Do not miss the appeal clock. NYC311 says contacting DOF for an explanation does not extend the Tax Commission appeal deadline. If you need to ask DOF why the application was denied, do that quickly, but do not let the appeal date pass while waiting.
If the problem is a high assessed value, use a different path
SCHE and DHE do not decide whether the city valued the property correctly. They are exemptions. They reduce taxable assessed value only if the owner meets the program rules.
If the Notice of Property Value shows a value, tax class, or property description that seems wrong, the issue may be an assessment challenge. NYC says the Tax Commission can review assessed value, tax class, and exemptions. Assessment appeals have their own forms and deadlines.
For an assessment appeal, focus on facts: property records, square footage, property class, comparable sales, condition, and official valuation details. A person may need both an exemption application and an assessment appeal, but they are not the same filing.
If the tax bill is already due or unpaid
An exemption application is not a payment plan. It also may not stop interest, collection activity, or other consequences on a bill that is already due.
If a bill is due now, contact the NYC Department of Finance about the bill while also checking the exemption issue. Ask whether the exemption is already on the account, whether a decision letter was issued, and whether the account has unpaid charges that need separate attention.
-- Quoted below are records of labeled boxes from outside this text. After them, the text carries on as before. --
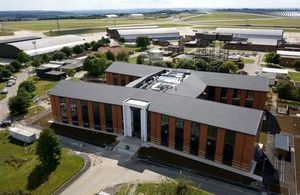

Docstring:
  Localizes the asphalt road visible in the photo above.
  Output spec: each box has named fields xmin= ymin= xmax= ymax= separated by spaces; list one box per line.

xmin=0 ymin=69 xmax=28 ymax=121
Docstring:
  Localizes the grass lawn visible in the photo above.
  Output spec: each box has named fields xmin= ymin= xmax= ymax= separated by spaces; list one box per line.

xmin=242 ymin=58 xmax=255 ymax=64
xmin=28 ymin=77 xmax=58 ymax=96
xmin=0 ymin=82 xmax=6 ymax=101
xmin=188 ymin=12 xmax=270 ymax=21
xmin=5 ymin=18 xmax=170 ymax=31
xmin=129 ymin=57 xmax=137 ymax=64
xmin=289 ymin=72 xmax=300 ymax=82
xmin=0 ymin=131 xmax=84 ymax=194
xmin=117 ymin=181 xmax=210 ymax=195
xmin=0 ymin=31 xmax=15 ymax=36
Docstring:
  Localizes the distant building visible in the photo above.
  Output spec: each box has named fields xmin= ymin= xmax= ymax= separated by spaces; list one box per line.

xmin=277 ymin=50 xmax=300 ymax=68
xmin=105 ymin=14 xmax=119 ymax=18
xmin=0 ymin=35 xmax=86 ymax=58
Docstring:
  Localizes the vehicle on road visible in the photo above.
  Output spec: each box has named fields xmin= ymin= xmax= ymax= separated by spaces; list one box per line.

xmin=0 ymin=88 xmax=8 ymax=94
xmin=0 ymin=118 xmax=11 ymax=127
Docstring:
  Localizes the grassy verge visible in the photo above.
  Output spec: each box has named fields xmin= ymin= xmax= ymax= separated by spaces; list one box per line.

xmin=28 ymin=77 xmax=58 ymax=96
xmin=289 ymin=72 xmax=300 ymax=82
xmin=0 ymin=82 xmax=6 ymax=101
xmin=242 ymin=58 xmax=255 ymax=64
xmin=0 ymin=131 xmax=84 ymax=194
xmin=44 ymin=27 xmax=106 ymax=36
xmin=0 ymin=31 xmax=15 ymax=36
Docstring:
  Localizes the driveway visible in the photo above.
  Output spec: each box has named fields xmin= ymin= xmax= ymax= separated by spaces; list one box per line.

If the homeowner is facing a lien warning, foreclosure warning, or other legal notice, consider contacting legal aid or a housing counselor. Do not ignore the notice.
Official places to confirm before acting
- NYC DOF SCHE page for the senior homeowner exemption.
- NYC DOF DHE page for the disabled homeowner exemption.
- NYC311 SCHE page for deadline, renewal, and application details.
- NYC311 DHE page for deadline, renewal, and application details.
- NYC DOF SCHE/DHE renewal page for renewal issues, deceased owners, and missing renewal notices.
- NYC Tax Commission for independent review of assessment and exemption disputes.
- New York State senior exemption page and New York State disability exemption page for statewide background.
- NYC Rent Freeze Program for renters looking for SCRIE or DRIE instead of homeowner exemptions.
Editorial note
This guide is an independent plain-English explanation from Property Tax Relief Guide. It uses official NYC and New York State sources, plus high-trust public sources where helpful. PTRG is not a government agency, law firm, tax office, or benefits office. Program rules, forms, deadlines, and income limits can change. Before applying, appealing, or deciding not to act, confirm the current rule with the NYC Department of Finance, NYC311, the NYC Tax Commission, or the official office named on your notice. This article is general information, not legal, tax, financial, or government-agency advice.